Bingöl Üniversitesi Prof. Dr. Fuat Sezgin Konferans Salonunda düzenlenen program, Dr. Öğretim Üyesi Servet Kılıç'ın Kuran tilaveti ile başladı.
Mavi Marmara gemisinde yaşananlar ve Mavi Marmara seyahatinin muhtevasını anlatan sinevizyon gösteriminin yapıldığı sempozyumda, Mavi Marmara gazisi İHH Bingöl Başkanı Muhittin Gili, Mavi Marmara seyahatinin önemine vurgu yaparak saldırıda yaşananları anlattı.
Sempozyumda konuşan Gili, Mavi Marmara hadisesinin imanî ve İslami boyutunun olduğuna vurgu yaparak, siyonist işgal rejiminin; Filistin topraklarını işgal eden, Filistinlileri katleden, yetmiş yıllık zulmün mimarı ve asrın zalimi olduğunu söyledi.

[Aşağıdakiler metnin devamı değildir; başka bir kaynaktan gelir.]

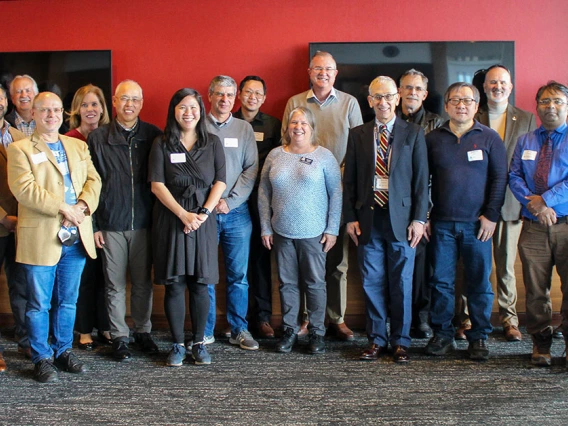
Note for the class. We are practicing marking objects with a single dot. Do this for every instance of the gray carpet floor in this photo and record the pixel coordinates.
(264, 387)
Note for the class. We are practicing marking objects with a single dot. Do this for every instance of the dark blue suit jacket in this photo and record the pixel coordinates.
(408, 178)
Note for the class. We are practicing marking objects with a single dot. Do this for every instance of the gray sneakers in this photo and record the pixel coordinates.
(244, 340)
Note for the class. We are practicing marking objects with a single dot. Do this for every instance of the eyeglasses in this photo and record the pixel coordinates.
(417, 88)
(465, 101)
(126, 99)
(221, 94)
(548, 101)
(250, 94)
(326, 69)
(50, 110)
(388, 97)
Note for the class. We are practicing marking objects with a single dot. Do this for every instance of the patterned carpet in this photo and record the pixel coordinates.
(264, 387)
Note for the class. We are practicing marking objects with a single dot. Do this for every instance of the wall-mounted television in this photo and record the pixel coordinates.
(443, 63)
(62, 72)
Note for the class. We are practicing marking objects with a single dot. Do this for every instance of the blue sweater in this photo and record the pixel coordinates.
(469, 174)
(300, 194)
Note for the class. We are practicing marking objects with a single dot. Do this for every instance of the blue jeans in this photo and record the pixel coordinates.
(450, 240)
(52, 296)
(386, 267)
(234, 231)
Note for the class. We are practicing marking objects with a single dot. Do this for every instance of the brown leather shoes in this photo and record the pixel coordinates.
(373, 352)
(265, 330)
(400, 355)
(460, 333)
(342, 331)
(512, 333)
(303, 329)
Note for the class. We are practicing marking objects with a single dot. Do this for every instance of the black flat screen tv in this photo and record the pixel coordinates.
(443, 63)
(62, 72)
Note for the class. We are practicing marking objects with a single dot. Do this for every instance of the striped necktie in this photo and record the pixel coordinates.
(543, 167)
(381, 165)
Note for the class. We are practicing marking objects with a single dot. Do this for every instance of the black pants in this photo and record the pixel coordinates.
(91, 305)
(420, 285)
(260, 271)
(174, 306)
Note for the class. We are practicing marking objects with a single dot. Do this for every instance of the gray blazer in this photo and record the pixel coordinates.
(518, 123)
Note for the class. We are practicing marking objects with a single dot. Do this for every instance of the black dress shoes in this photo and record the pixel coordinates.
(421, 331)
(45, 371)
(400, 355)
(145, 343)
(373, 353)
(69, 362)
(289, 339)
(120, 350)
(316, 344)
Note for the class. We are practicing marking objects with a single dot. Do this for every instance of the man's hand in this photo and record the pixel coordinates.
(267, 241)
(536, 204)
(547, 217)
(354, 231)
(99, 240)
(415, 232)
(74, 214)
(486, 229)
(328, 242)
(427, 231)
(222, 207)
(10, 222)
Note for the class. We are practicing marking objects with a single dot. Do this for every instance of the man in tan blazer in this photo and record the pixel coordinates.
(57, 188)
(8, 219)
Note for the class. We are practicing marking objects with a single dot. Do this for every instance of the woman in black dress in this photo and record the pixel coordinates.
(187, 172)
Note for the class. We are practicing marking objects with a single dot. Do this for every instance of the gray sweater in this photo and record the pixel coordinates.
(241, 157)
(300, 194)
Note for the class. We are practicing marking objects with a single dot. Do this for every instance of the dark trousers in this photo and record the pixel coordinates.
(91, 305)
(260, 270)
(16, 280)
(174, 306)
(420, 284)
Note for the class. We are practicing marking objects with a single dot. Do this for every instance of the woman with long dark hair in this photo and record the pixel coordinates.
(88, 112)
(187, 172)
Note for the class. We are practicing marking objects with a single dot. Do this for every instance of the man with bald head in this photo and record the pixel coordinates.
(23, 89)
(335, 113)
(57, 188)
(510, 122)
(385, 201)
(120, 153)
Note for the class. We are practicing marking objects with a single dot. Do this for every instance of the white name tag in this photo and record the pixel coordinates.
(231, 142)
(39, 158)
(381, 183)
(476, 155)
(178, 157)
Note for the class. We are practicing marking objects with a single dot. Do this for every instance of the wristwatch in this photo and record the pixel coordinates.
(203, 210)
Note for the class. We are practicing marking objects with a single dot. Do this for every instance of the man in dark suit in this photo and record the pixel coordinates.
(510, 123)
(385, 204)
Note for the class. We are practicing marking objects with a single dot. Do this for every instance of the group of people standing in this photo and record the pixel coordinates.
(414, 193)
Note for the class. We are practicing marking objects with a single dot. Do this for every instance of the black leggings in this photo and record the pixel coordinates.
(174, 305)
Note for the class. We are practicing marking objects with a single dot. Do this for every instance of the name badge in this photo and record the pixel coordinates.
(476, 155)
(231, 142)
(39, 158)
(178, 157)
(381, 183)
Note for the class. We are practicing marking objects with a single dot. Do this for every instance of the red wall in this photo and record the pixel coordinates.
(168, 45)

"Marmara seferi çok kutlu bir seferdir. israil Filistin'deki toprakları işgal etti, Filistin'deki insanları öldürdü ve dünyaya şunu söyledi, 'Ben haklıyım, onlar haksız" diye lanse etti. Ama Mavi Marmara bir şeyi başardı. Yetmiş yıllık zulümkâr olan, asrın zalimini dünyaya haykırdı ve dedi ki israil haksızdır. "ifadelerini kullandı.

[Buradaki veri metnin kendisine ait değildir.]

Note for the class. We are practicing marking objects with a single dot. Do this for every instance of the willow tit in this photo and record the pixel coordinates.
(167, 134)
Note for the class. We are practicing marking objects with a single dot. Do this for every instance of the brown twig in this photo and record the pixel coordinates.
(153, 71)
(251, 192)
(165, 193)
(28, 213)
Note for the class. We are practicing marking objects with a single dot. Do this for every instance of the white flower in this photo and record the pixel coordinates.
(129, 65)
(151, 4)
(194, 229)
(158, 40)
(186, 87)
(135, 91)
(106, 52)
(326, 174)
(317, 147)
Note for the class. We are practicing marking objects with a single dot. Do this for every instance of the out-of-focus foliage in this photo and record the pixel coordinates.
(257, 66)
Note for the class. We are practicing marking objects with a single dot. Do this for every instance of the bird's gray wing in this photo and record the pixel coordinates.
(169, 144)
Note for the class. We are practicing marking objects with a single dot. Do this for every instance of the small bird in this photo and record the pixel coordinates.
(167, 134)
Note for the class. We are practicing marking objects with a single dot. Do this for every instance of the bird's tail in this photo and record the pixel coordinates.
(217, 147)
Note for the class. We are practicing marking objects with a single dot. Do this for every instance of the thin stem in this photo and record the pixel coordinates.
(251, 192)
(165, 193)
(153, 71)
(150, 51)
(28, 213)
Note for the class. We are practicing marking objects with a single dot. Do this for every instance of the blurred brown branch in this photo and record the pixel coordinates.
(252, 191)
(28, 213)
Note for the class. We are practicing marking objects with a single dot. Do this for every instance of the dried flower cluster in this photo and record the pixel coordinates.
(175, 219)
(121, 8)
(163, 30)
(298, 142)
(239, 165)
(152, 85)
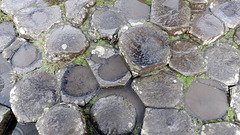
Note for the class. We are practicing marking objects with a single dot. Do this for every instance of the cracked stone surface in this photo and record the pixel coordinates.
(167, 122)
(114, 115)
(221, 128)
(223, 62)
(171, 15)
(160, 90)
(7, 35)
(206, 101)
(62, 119)
(108, 67)
(65, 43)
(187, 58)
(31, 97)
(31, 22)
(145, 48)
(76, 87)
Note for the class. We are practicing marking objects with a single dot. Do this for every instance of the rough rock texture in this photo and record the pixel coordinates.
(64, 43)
(206, 27)
(108, 67)
(160, 90)
(145, 48)
(79, 85)
(167, 122)
(114, 115)
(171, 15)
(76, 11)
(187, 58)
(31, 22)
(7, 35)
(62, 119)
(32, 96)
(206, 101)
(220, 128)
(223, 62)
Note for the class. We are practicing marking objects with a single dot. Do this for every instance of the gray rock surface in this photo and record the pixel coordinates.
(145, 48)
(167, 122)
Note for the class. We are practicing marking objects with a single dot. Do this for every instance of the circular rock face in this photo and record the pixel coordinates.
(204, 101)
(62, 120)
(32, 96)
(145, 48)
(114, 115)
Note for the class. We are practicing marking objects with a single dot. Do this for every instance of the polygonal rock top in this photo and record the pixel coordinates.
(145, 48)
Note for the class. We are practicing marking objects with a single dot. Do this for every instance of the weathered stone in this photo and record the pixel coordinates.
(7, 35)
(160, 90)
(145, 48)
(108, 67)
(171, 15)
(32, 96)
(76, 11)
(135, 11)
(65, 43)
(205, 101)
(114, 115)
(206, 27)
(62, 119)
(31, 22)
(223, 62)
(77, 87)
(167, 122)
(220, 128)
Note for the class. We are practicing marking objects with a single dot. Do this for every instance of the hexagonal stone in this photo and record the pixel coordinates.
(159, 90)
(167, 122)
(220, 128)
(114, 115)
(65, 43)
(206, 28)
(145, 48)
(206, 101)
(227, 11)
(135, 11)
(171, 15)
(31, 22)
(7, 35)
(62, 119)
(76, 87)
(108, 67)
(223, 62)
(76, 11)
(32, 96)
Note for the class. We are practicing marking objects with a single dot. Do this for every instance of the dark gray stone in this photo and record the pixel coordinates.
(31, 22)
(187, 58)
(65, 43)
(62, 119)
(31, 97)
(145, 48)
(167, 122)
(160, 90)
(114, 115)
(205, 101)
(171, 15)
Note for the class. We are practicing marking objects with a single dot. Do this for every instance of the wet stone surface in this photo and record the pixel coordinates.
(187, 58)
(114, 115)
(145, 48)
(206, 101)
(32, 96)
(171, 15)
(167, 122)
(108, 67)
(76, 85)
(160, 90)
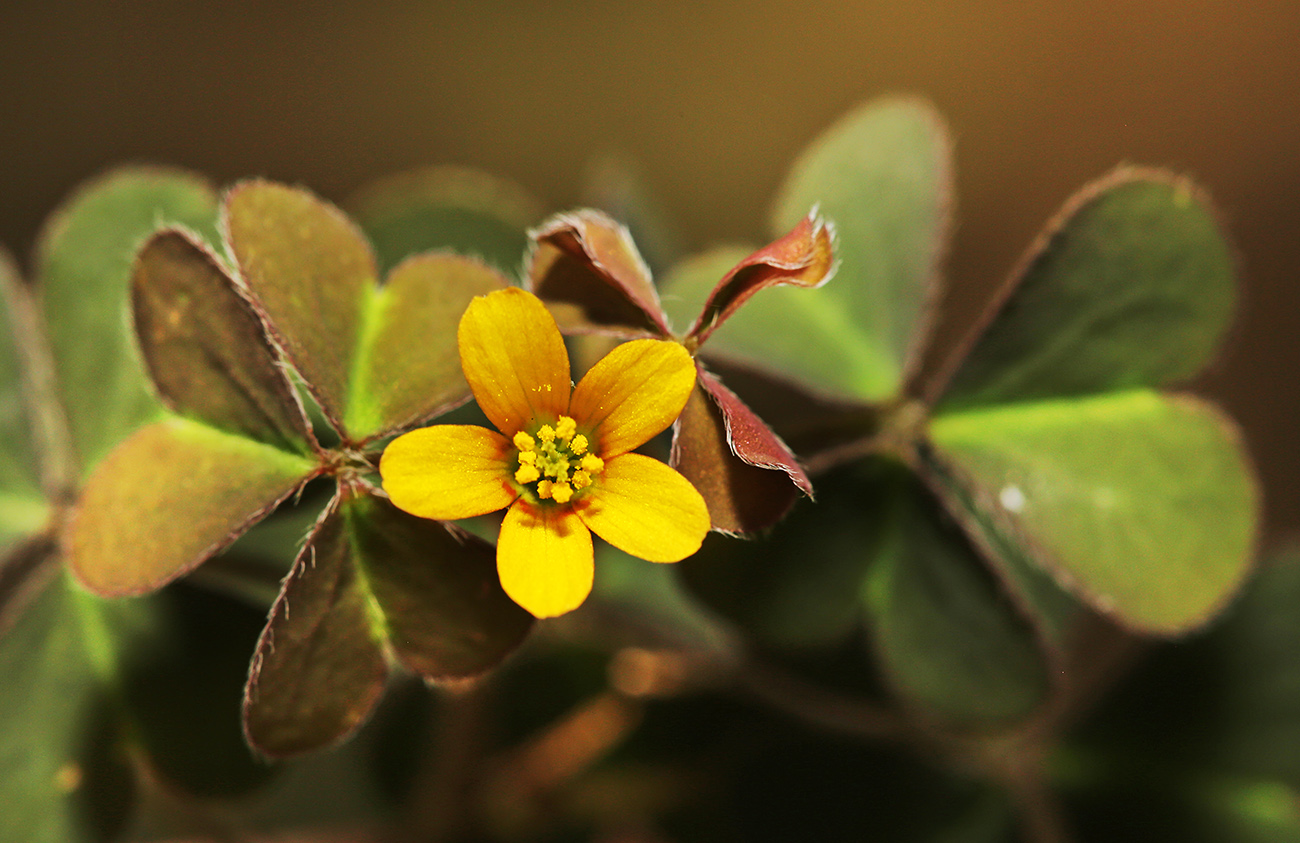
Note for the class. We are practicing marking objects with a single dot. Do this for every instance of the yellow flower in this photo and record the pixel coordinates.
(562, 461)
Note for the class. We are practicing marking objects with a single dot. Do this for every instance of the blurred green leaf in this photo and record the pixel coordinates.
(1052, 609)
(949, 639)
(616, 185)
(373, 586)
(64, 777)
(1223, 703)
(312, 271)
(22, 506)
(185, 696)
(1199, 742)
(882, 174)
(83, 260)
(1144, 505)
(408, 362)
(801, 584)
(447, 208)
(168, 498)
(204, 346)
(1132, 285)
(17, 459)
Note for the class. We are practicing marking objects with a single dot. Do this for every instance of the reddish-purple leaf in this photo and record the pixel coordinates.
(445, 614)
(802, 258)
(741, 497)
(311, 269)
(588, 271)
(204, 346)
(320, 665)
(749, 436)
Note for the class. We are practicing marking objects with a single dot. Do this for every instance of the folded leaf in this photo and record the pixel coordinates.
(1131, 285)
(883, 176)
(408, 363)
(320, 665)
(741, 497)
(1143, 505)
(802, 258)
(806, 337)
(447, 208)
(204, 346)
(590, 275)
(168, 498)
(311, 271)
(83, 259)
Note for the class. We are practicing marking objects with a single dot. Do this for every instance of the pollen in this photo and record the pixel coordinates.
(555, 461)
(564, 428)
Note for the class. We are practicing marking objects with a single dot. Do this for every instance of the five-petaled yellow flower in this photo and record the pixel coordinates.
(562, 461)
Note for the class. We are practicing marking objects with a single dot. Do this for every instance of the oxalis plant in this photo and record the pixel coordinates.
(329, 524)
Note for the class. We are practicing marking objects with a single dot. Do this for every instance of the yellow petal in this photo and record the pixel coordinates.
(646, 509)
(544, 557)
(449, 471)
(632, 393)
(514, 358)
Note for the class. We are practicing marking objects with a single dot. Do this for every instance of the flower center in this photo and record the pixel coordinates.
(555, 461)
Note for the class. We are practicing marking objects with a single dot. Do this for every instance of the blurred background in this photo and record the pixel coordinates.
(711, 100)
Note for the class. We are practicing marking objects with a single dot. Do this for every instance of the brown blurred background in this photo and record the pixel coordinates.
(713, 100)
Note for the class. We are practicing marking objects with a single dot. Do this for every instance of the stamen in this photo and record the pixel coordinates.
(557, 459)
(564, 428)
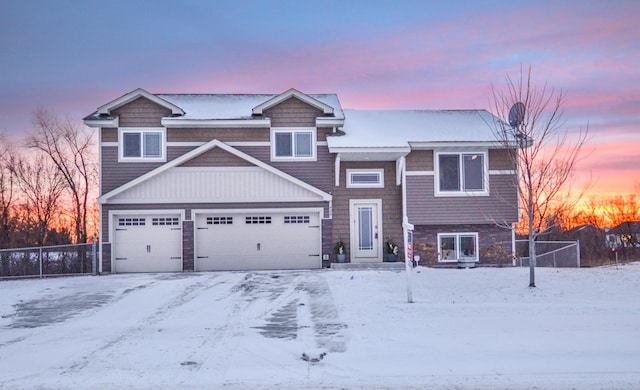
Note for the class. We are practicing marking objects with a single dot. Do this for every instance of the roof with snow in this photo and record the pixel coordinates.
(233, 106)
(398, 129)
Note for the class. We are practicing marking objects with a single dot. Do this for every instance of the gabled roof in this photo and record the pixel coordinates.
(133, 95)
(202, 149)
(325, 108)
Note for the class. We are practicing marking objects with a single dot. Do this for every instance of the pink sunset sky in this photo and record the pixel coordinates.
(73, 56)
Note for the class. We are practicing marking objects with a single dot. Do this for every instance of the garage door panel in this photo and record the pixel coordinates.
(148, 244)
(282, 240)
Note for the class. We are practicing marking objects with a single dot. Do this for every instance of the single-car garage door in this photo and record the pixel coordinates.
(258, 241)
(147, 243)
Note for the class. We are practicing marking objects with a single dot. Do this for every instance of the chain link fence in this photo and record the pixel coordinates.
(549, 254)
(55, 260)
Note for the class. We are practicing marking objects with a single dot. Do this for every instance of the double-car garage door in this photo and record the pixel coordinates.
(268, 240)
(223, 241)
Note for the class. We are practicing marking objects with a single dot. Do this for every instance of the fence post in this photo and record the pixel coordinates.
(40, 260)
(94, 257)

Mavi Marmara hadisesinin dünyaya, siyonist işgal rejiminin asrın zalimi olduğunu dünyaya haykırdığını bir kez daha haykırdığını dile getiren Gili, "Biz canlı yayınlarla dünyaya bunu tescillendirdik. Hamdolsun Mavi Marmara seferinden sonra israil ben haklıyım diyemiyor." dedi.
"En büyük tedbirimiz yayın frekanslarımızın olmasıydı"
"Mavi Marmara, israilin sonunun başlangıcıydı." diyen Gili, Mavi Marmara gemisinde aldıkları tedbirlerden bahsetti.
Gili, "Biz gemi yolculuğuna giderken, insanlar ise sizin tedbiriniz yok muydu? diye soruyorlardı. Müslümanların yapacağı her iş organizeli olmalıdır, tedbirli olmalıdır. Biz organizemizi yaparken tedbirliydik, tedbirle gitmiştik. Eğer tedbirli olmasaydık haklı olarak çıktığımız yolda dünyanın gözünde haksız olarak geri dönecektik. Ama frekanslarımız sayesinde 24 saat yayın yapıyorduk. Müslümanlar bir sefere çıktıklarında elbette tedbirli çıkacak. Tedbirsiz hiçbir şey olmaz. İşte bizim en büyük tedbirimiz canlı yayın frekanslarımızdı. Ve neticede baskın gecesi herkes ne yapacağını çok iyi biliyordu." dedi.
"Bulunduğumuz gruptan 3 kardeşimiz şehid oldu"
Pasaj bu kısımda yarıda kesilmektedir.